Zulip Chat Archive
Stream: general
Topic: mutual recursive parsers
Kana (Feb 17 2021 at 20:49):
It is rather easy to write recursive parser like this (example from data.buffer.parser
)
private def fix_core (f : parser α → parser α) : ℕ → parser α
| 0 := failure
| (n + 1) := f (fix_core n)
def fix (f : parser α → parser α) : parser α :=
λ input, fix_core f (input.length + 1) input
But what if I want a lot of mutual recursive parsers?
My current solution is:
- hlist
inductive hprod (f : Type → Type) : list Type → Type 1
| nil : hprod []
| cons {α αs} (x : f α) (xs : hprod αs) : hprod (α :: αs)

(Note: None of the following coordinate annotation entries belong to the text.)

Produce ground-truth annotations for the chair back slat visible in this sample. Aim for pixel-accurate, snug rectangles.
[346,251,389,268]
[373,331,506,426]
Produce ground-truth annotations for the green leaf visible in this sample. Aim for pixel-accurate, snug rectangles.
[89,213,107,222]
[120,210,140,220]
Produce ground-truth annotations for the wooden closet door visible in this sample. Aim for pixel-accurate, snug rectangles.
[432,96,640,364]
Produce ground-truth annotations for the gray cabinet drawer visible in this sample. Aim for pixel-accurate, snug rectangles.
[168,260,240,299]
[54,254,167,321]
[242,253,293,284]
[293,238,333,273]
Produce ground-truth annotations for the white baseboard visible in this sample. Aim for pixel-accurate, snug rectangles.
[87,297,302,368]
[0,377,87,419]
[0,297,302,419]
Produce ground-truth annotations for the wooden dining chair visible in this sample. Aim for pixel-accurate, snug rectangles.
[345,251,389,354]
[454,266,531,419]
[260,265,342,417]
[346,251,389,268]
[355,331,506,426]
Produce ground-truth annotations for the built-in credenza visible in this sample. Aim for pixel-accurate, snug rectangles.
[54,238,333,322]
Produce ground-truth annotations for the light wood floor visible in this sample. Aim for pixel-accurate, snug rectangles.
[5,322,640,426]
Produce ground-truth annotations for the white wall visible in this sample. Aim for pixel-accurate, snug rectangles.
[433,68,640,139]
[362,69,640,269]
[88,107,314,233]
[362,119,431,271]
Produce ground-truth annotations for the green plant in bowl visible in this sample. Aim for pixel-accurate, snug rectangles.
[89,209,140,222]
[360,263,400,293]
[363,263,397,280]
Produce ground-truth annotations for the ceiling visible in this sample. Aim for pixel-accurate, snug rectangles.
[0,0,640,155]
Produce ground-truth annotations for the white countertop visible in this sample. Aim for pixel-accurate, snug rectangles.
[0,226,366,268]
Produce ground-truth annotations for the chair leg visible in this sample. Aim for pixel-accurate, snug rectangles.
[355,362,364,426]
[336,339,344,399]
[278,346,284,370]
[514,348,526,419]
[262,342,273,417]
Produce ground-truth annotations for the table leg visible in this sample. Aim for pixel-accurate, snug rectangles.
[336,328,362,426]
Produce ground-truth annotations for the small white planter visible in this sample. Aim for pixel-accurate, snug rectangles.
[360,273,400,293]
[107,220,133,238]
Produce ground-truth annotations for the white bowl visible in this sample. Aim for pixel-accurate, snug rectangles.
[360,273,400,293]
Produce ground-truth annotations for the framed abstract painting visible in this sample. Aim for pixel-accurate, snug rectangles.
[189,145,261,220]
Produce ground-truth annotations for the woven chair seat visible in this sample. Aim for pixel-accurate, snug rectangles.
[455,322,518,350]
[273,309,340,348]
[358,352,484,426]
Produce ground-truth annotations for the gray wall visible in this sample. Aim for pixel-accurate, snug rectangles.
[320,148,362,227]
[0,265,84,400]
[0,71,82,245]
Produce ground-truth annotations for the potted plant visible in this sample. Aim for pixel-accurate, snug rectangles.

notation `⟦` l:(foldr `, ` (h t, cons h t) nil `⟧`) := l
- fixN by hprod
private def fixN_core {αs} (f : hprod parser αs → hprod parser αs) : ℕ → hprod parser αs
| 0 := hprod.pure @parser.failure
| (n + 1) := f (fixN_core n)
def fixN : ∀{αs}, (hprod parser αs → hprod parser αs) → hprod parser αs
| [] f := hprod.nil
| (α::αs) f :=
hprod.cons
(λ input, (fixN_core f (input.length + 1)).head input)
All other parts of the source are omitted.